[QST] Question about "global_load" code in "cutlass/arch/memory.h"
The "global_load" function is used to copy data in global memory to a local array(maybe in registers). For examples:
template <typename AccessType>
struct global_load<AccessType,
16,
CacheOperation::Always
> {
CUTLASS_DEVICE
global_load(AccessType &D, void const *ptr, bool pred_guard) {
uint4 &data = reinterpret_cast<uint4 &>(D);
asm volatile(
"{\n"
" .reg .pred p;\n"
" setp.ne.b32 p, %5, 0;\n"
" mov.b32 %0, %6;\n"
" mov.b32 %1, %7;\n"
" mov.b32 %2, %8;\n"
" mov.b32 %3, %9;\n"
" @p ld.global.lu.v4.u32 {%0, %1, %2, %3}, [%4];\n"
"}\n"
: "=r"(data.x), "=r"(data.y), "=r"(data.z), "=r"(data.w)
: "l"(ptr), "r"((int)pred_guard), "r"(data.x), "r"(data.y), "r"(data.z), "r"(data.w));
}
};
The code above in "memory.h" seems to load the target data to registers(%6,%7,%8,%9) first, and then move the value of registers(%6,%7,%8,%9) to registers(%0, %1, %2, %3).
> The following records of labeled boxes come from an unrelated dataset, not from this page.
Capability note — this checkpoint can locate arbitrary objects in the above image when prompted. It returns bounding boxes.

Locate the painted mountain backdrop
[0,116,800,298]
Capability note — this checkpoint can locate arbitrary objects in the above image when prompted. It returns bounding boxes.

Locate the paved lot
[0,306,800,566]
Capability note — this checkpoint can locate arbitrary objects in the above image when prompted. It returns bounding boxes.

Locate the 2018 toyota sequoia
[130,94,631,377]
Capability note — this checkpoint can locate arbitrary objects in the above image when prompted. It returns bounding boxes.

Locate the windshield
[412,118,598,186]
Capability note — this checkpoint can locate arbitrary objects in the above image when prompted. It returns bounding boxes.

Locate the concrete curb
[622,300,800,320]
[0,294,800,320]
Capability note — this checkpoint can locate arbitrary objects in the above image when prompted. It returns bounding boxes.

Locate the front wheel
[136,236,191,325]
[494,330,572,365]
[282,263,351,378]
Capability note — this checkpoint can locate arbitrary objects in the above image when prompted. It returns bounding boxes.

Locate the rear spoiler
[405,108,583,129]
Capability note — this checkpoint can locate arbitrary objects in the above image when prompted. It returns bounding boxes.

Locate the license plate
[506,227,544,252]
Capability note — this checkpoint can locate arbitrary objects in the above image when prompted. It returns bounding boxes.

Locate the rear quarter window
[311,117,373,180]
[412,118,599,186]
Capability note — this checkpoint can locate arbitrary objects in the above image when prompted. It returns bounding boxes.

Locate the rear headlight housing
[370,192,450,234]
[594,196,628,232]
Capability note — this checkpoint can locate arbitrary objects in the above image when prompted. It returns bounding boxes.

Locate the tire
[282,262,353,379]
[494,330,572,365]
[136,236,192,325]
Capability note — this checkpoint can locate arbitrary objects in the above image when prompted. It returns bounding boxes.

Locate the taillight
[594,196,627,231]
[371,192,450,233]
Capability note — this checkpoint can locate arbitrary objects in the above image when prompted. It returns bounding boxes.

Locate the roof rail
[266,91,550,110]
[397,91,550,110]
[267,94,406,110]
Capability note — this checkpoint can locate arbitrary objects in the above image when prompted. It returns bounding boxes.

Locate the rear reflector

Then load the source data(ptr) in global memory to registers(%0, %1, %2, %3), and write these values to the target data at last.
My question is what are the registers(%6,%7,%8,%9) and these "mov" instructions used for? It seems that I can load source data to registers(%0,%1,%2, %3) directly like this:
template <typename AccessType>
struct global_load<AccessType, 16, CacheOperation::Always> {
__device__ global_load(AccessType &D, void const *ptr, bool pred_guard) {
uint4 &data = reinterpret_cast<uint4 &>(D);
asm volatile(
"{\n"
" .reg .pred p;\n"
" setp.ne.b32 p, %5, 0;\n"
" @p ld.global.v4.u32 {%0, %1, %2, %3}, [%4];\n"
"}\n"
: "=r"(data.x), "=r"(data.y), "=r"(data.z), "=r"(data.w)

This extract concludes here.